Anatomic targets and electrode placements

Studies reported brain targets for stimulation and electrode placement using standardized terminology: the anode, the negative electrode, is stated as A and the cathode, the positive electrode, is stated as C. Electrode locations on the skull are stated using standardized 10–20 electroencephalogram map letter-number coordinates. The amount of current delivered was stated in milliamps (mA).

Eight studies targeted the dorsolateral prefrontal cortex (DLPFC), seven targeted the left (LDLPFC), and one targeted the lesioned DLPFC. Five studies targeting the LDLPFC (Kang et al., 2012; Leśniak et al., 2014; Ulam et al., 2015; O'Neil-Pirozzi et al., 2017; Boissonnault et al., 2021) used electrode placements A-F3, C-Fp2. A sixth study (Eilam-Stock et al., 2021) used A-F3 but differed by placing C-F4 corresponding to the right DLPFC. Similarly, the seventh study (Sacco et al., 2016) targeted the damaged DLPFC so that electrodes were placed at A-F4, C-F3 for people with right hemisphere damage, at A-F3, C-F4 for people with left hemisphere damage, and at A-F3, A-F4, C-on the arm for people with bilateral brain lesions. The eighth study (Quinn et al., 2020) used A-F3 and C-right arm sub-deltoid based on computer modeling to maximize current density at the LDLPFC.

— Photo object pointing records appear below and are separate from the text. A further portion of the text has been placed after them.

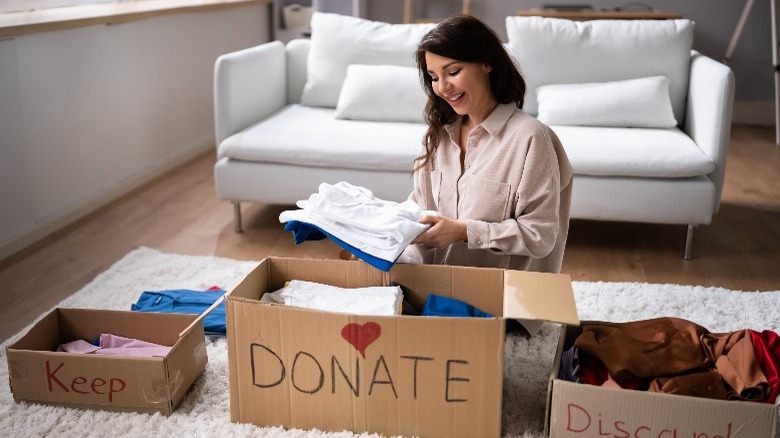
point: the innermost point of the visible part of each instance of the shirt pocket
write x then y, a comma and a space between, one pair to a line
488, 200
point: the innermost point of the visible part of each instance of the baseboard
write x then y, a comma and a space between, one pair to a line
754, 112
71, 214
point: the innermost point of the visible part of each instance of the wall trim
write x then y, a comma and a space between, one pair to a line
754, 112
69, 215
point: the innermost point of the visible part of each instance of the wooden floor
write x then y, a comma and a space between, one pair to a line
180, 213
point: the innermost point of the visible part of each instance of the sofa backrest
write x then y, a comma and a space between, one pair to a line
338, 41
297, 57
556, 51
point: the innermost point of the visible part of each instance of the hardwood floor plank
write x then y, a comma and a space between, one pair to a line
180, 213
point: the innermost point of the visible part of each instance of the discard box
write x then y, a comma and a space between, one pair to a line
395, 375
38, 373
582, 410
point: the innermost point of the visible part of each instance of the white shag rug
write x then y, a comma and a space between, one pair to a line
205, 410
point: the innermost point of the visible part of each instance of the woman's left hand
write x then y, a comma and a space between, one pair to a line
443, 231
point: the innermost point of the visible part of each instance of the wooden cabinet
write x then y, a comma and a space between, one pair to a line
291, 17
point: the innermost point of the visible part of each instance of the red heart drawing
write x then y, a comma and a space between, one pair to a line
361, 336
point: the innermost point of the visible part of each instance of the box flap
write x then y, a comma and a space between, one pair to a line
538, 296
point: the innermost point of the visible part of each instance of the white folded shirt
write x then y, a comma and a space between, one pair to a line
354, 215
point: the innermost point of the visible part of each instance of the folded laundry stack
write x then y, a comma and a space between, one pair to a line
375, 230
374, 300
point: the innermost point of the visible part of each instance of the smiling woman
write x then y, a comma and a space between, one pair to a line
497, 179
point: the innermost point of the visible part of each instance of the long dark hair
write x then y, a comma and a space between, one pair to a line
466, 39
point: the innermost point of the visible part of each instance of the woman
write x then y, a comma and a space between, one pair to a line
498, 178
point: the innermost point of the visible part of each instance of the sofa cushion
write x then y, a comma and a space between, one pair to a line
338, 41
389, 93
639, 103
310, 136
556, 51
640, 152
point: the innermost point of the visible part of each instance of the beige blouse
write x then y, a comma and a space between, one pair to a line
514, 191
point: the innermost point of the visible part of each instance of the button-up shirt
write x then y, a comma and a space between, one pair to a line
513, 190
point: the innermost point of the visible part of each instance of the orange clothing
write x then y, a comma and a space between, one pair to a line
677, 356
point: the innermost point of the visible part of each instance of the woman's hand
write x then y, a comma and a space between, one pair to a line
443, 231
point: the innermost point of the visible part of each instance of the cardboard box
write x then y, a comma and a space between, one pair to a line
395, 375
582, 410
119, 383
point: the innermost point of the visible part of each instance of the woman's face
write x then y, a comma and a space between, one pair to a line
464, 85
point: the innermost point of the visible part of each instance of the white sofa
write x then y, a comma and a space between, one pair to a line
640, 153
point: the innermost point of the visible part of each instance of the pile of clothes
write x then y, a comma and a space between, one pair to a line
675, 356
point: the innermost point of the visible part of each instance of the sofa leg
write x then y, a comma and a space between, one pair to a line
237, 216
688, 242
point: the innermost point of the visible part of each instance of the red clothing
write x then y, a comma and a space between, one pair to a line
766, 344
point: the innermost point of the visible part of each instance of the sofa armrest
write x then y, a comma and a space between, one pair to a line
709, 110
249, 85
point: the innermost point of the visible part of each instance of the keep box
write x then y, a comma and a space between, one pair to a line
395, 375
40, 374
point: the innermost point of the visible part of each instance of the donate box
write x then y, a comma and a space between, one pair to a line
582, 410
394, 375
40, 374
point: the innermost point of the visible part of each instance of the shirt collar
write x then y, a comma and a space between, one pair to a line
494, 122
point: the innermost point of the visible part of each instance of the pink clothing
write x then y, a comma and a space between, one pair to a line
514, 191
116, 346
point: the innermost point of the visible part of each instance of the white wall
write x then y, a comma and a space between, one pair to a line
90, 113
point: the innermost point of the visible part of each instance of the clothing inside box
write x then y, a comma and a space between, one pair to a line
397, 299
674, 356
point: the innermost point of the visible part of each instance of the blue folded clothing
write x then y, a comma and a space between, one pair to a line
303, 231
437, 305
191, 302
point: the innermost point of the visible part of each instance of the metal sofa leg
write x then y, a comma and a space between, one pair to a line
688, 242
237, 216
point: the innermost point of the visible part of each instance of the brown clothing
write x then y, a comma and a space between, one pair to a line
678, 357
513, 190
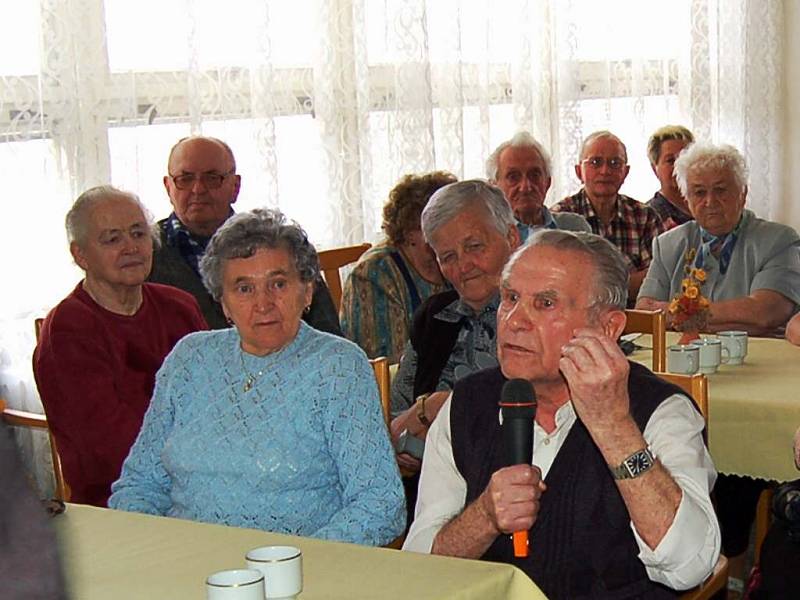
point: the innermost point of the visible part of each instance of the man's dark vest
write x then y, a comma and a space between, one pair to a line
581, 543
433, 341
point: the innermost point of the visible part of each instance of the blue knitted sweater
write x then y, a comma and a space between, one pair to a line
304, 451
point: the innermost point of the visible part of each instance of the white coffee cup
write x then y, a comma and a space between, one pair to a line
237, 584
712, 354
683, 358
282, 567
736, 343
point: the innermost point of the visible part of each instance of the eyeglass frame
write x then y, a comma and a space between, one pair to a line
202, 177
597, 162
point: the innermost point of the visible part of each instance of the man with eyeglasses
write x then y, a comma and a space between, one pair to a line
202, 185
627, 223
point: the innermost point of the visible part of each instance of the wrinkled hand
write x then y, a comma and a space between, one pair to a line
433, 404
596, 371
511, 500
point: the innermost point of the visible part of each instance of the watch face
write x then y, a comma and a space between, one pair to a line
638, 463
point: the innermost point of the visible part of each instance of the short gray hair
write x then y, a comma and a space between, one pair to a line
596, 135
611, 271
455, 198
707, 157
521, 139
77, 220
244, 234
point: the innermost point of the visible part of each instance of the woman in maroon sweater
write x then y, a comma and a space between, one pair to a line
100, 348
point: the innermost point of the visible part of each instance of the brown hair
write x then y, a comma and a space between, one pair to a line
401, 213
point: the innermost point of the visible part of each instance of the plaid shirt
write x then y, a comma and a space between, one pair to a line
632, 229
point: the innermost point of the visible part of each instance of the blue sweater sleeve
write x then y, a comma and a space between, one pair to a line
144, 484
373, 502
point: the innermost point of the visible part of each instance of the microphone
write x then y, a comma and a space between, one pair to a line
518, 407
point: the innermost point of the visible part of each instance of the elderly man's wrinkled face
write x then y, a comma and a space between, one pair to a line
545, 298
472, 252
663, 169
201, 185
522, 175
603, 168
118, 247
715, 199
265, 298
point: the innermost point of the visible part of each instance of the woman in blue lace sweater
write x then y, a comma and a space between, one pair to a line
270, 424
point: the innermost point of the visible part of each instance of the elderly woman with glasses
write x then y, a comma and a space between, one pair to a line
752, 266
270, 424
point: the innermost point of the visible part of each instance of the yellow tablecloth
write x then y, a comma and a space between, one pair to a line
116, 555
754, 409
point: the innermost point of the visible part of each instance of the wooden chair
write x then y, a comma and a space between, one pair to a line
330, 261
380, 366
696, 386
21, 418
653, 322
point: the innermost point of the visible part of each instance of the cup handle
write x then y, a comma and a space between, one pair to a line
725, 355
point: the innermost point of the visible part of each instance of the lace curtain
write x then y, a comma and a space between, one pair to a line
326, 103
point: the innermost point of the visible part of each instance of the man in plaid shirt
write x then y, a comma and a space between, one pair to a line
627, 223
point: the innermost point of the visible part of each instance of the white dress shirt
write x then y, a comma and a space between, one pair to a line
688, 551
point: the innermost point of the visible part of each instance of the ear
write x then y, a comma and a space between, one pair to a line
613, 323
78, 255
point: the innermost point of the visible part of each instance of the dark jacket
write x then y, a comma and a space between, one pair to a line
582, 541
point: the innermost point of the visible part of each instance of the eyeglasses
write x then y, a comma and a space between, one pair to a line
212, 181
597, 162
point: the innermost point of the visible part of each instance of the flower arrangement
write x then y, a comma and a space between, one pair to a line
690, 309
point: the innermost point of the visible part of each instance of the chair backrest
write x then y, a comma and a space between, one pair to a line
381, 367
695, 386
330, 261
653, 322
29, 420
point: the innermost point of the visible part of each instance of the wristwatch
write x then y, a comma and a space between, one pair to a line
420, 403
635, 465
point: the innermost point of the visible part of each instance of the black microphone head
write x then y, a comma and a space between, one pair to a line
518, 399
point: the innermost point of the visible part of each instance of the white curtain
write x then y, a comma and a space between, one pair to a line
326, 103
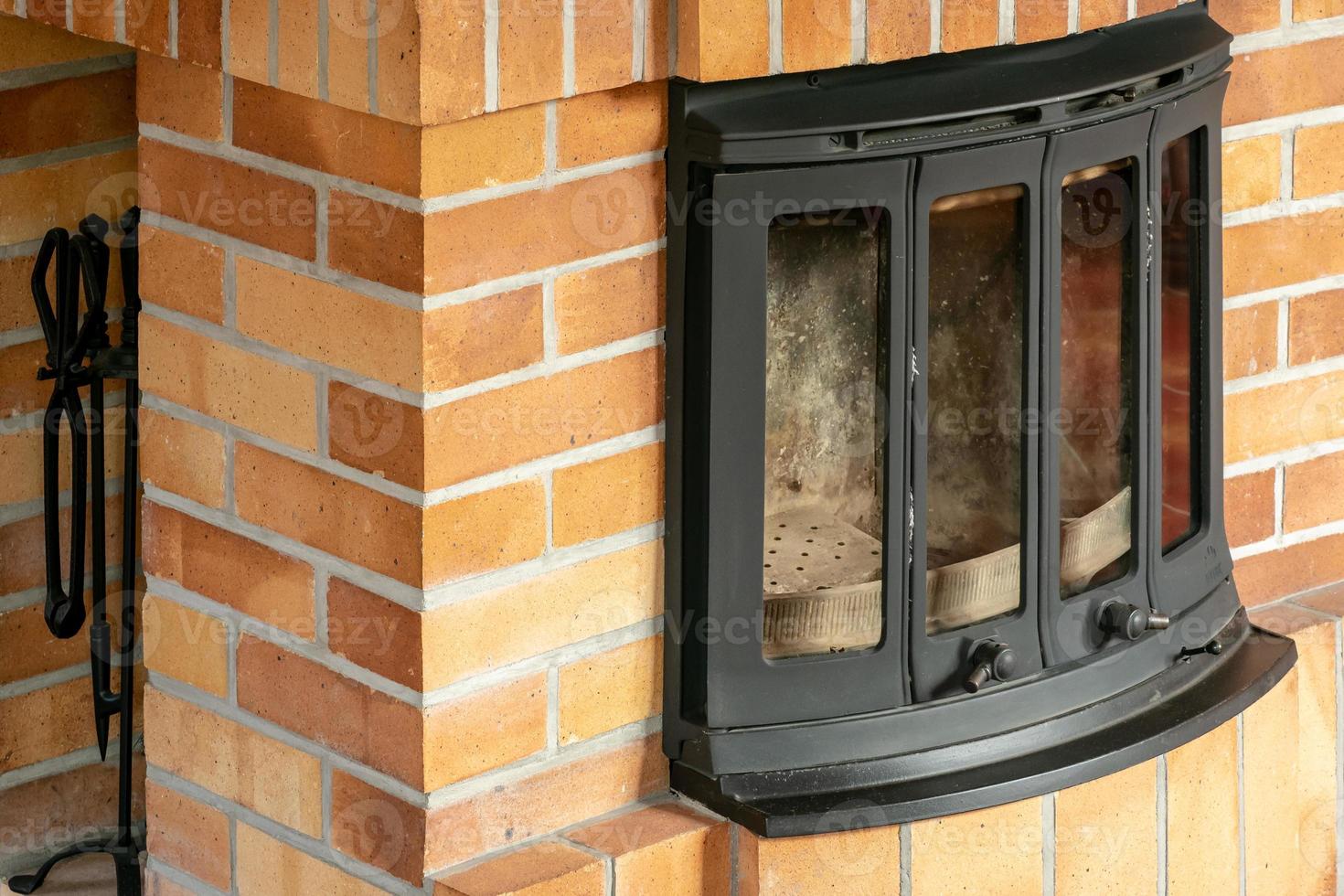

Four studies placed electrodes based on current flow computations (Li et al., 2019; Motes et al., 2020; Quinn et al., 2020; Chiang et al., 2021). The first study (Quinn et al., 2020) used A-F3 and C-right sub-deltoid to restrict current from beyond the LDLPFC in the brain. The second study (Li et al., 2019) used computer models to identify A-F8, C-right neck base targeting the salience network node at the right inferior frontal gyrus/anterior insula. The other two studies (Motes et al., 2020; Chiang et al., 2021) used HD-tDCS, with A-FZ corresponding to the location of the thalamic connection to the default mode network and salience network node and C-F7, Fp1, F8, and Fp2 targeting the supplementary motor area and the dorsal anterior cingulate gyrus cortico-caudate-thalamic circuit.

Timing and pairing with behavioral interventions

Studies of people undergoing TBI rehabilitation including people < 6 months post-TBI

Study populations varied by TBI acuity and whether tDCS was paired with a cognitive intervention. Three studies took place during rehabilitation, of which two (Ulam et al., 2015; Boissonnault et al., 2021) included people with acute to subacute complex-mild-to-severe TBI, and a third (Leśniak et al., 2014) included subacute and chronic severe TBI. These studies also varied regarding behavioral interventions paired with tDCS. All these studies used traditional A-tDCS to A-F3, C-Fp2 to stimulate the LDLPFC.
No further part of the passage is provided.